Dorothy Tomiuk, chair of a coalition of ratepayer and community groups that opposed the 22-storey tower, says all "built form" becomes a precedent and there is a threat that it could spark more highrise development along Lakeshore.

Other big developments are probably on the drawing board, she says.

"We're in for an active decade in terms of what's coming down the pipe. At all cost we want to preserve that Lakeshore corridor. If it becomes a canyon it won't be pedestrian-friendly ... and it will obscure the waterfront."

The coalition will "fight to maintain the village ambience that is the secret to Port Credit's success," Tomiuk says. "We're taking what we've learned and trying to be a positive force into the future. All is not lost by any means. One development isn't going to kill us. We'll survive this."

Known as VIVA (Village Inspired Vision Alliance), the coalition includes Credit Reserve Association, the Town of Port Credit Association, Port Credit Village Project, Friends of Old Port Credit Village, Mississauga South Historical Society, Mississauga Heritage Foundation, Walk and Bike for Life and liaises with Lakeview Ratepayers Association.

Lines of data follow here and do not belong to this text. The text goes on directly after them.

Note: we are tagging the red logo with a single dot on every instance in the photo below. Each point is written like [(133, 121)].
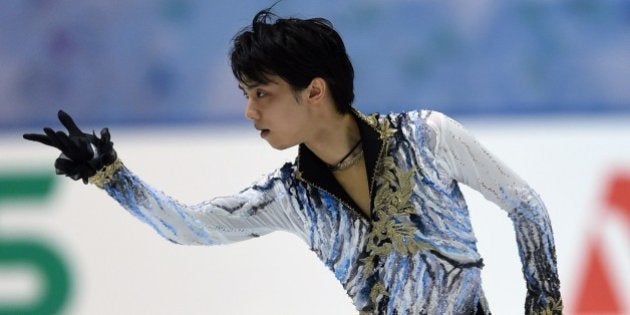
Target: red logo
[(597, 290)]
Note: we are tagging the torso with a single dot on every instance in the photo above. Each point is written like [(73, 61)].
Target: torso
[(355, 182)]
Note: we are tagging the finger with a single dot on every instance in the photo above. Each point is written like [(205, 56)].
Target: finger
[(105, 137), (52, 136), (67, 147), (67, 121), (37, 137), (84, 148)]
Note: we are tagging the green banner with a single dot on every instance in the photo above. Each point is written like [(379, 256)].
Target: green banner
[(36, 254)]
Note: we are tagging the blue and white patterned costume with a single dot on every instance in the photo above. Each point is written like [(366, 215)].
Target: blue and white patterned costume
[(417, 252)]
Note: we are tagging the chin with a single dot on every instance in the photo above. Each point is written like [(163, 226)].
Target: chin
[(279, 146)]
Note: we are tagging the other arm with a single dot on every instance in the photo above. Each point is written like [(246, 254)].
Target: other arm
[(471, 164)]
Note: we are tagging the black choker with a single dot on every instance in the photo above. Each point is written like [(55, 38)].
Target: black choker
[(345, 161)]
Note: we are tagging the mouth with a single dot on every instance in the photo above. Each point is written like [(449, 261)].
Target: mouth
[(263, 132)]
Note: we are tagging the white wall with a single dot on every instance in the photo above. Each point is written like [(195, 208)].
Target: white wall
[(120, 266)]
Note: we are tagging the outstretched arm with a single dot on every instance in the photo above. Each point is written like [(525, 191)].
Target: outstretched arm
[(471, 164), (257, 210)]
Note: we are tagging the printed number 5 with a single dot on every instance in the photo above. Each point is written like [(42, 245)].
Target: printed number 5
[(33, 253)]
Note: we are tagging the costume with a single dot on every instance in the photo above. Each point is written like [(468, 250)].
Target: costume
[(416, 254)]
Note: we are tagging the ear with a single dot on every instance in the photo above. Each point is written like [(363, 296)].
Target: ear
[(317, 90)]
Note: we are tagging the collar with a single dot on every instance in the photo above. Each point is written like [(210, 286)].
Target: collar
[(312, 170)]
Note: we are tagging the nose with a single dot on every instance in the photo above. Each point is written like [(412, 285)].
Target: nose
[(250, 111)]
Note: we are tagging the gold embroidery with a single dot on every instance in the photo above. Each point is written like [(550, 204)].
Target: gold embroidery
[(392, 231), (104, 176)]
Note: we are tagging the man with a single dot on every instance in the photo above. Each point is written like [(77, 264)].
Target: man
[(376, 197)]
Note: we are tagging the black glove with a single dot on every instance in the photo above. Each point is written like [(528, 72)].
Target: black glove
[(82, 154)]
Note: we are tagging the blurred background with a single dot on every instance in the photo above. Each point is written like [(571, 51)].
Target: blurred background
[(544, 85)]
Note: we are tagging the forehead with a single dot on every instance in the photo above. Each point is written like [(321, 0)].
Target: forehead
[(251, 84)]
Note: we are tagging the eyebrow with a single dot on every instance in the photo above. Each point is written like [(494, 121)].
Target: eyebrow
[(249, 86)]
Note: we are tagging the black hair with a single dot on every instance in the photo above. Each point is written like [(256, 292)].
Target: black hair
[(297, 50)]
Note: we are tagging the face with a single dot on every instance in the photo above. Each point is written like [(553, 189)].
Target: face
[(279, 113)]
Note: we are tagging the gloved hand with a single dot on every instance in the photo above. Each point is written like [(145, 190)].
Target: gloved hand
[(82, 154)]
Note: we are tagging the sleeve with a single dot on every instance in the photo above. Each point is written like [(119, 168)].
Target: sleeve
[(259, 209), (471, 164)]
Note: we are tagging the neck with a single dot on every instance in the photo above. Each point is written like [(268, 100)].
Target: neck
[(335, 138)]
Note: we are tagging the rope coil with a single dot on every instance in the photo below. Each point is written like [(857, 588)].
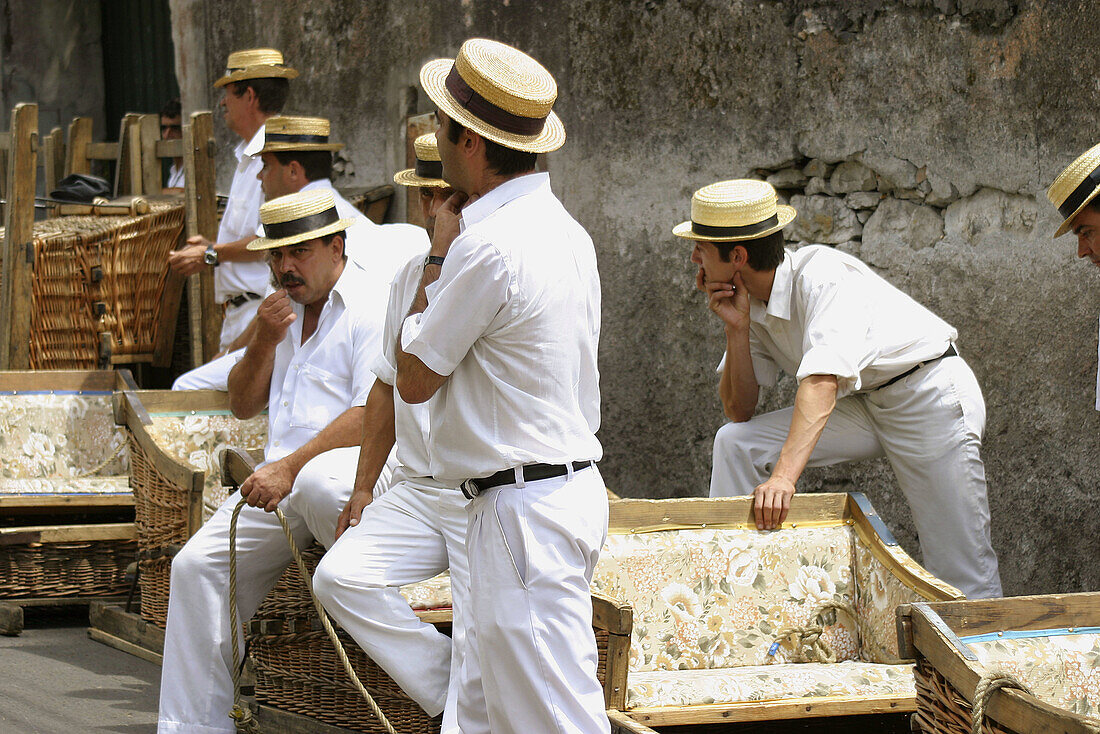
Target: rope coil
[(991, 681), (809, 644), (241, 714)]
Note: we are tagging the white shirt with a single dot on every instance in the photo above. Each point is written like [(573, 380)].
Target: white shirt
[(314, 383), (240, 220), (829, 314), (413, 422), (175, 176), (514, 319)]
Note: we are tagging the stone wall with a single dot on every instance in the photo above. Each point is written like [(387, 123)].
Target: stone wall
[(917, 134), (51, 53)]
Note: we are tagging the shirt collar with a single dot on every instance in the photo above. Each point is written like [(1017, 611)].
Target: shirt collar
[(507, 192), (779, 300), (251, 148)]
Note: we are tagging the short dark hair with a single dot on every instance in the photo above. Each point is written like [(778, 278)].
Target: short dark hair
[(172, 109), (272, 94), (316, 164), (765, 253), (327, 240), (504, 161)]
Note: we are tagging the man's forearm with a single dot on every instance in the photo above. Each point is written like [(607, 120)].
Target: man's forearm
[(250, 381), (738, 386), (378, 436), (238, 252), (813, 404), (344, 430)]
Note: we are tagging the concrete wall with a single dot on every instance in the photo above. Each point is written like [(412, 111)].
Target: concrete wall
[(51, 53), (919, 134)]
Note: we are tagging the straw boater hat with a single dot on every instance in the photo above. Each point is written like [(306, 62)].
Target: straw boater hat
[(1075, 187), (287, 133), (499, 92), (732, 210), (255, 64), (297, 218), (429, 168)]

Councillor Carmen Corbasson, who represents the area, does not believe the project will set a precedent for further highrise development. While another developer has proposed a 21-storey condo near Dixie Rd. and Lakeshore, east of Port Credit, in Lakeview, Corbasson doesn't see it being approved just because the other project was.

"That site is not a major transit node. It's zoned for single-family residential at 6.9 units per acre. They (developers) are proposing 200 units per acre. It's like comparing grapes to watermelons (with the Port Credit site)," Corbasson says.

Mississauga has infill, intensification policies that would see only lowrise projects along Lakeshore, with one or two exceptions that might permit 10-storey buildings, she says.

On Lakeshore, the city wants street-level commercial uses (shops, restaurants) of two-to-three storeys in height with upper level apartments or condos, she says.

"It wouldn't be appropriate to go all the way along Lakeshore with highrises. I just don't see it happening. Developers could always do a land assembly and go to the OMB, which has to follow provincial intensification policy, but at the same time the developers have to demonstrate why it (highrise) would be a better use than what we have there today. I don't think they could do that."

In the Lakeview area between Cawthra Rd. and Dixie, residents would actually welcome some highrise development – in the right places, says Lakeview Ratepayers Association president Jim Tovey.

He'd like to see the industrial-commercial zone south of Lakeshore, which includes the former Lakeview coal-fired power plant, turned into mixed residential, commercial and park use to create something special for the waterfront. Residents are concerned the Lakeview site will be turned into a gas-fired power plant.

There's about 750 metres between Lakeshore and the waterfront, room to accommodate a highrise tower without obscuring the lake, he says.

"It could be right in the middle," adding that his community welcomes smart growth.

Putting some high-density projects in the industrial-commercial zone could take some of the pressure off development along Lakeshore in Port Credit, Tovey says.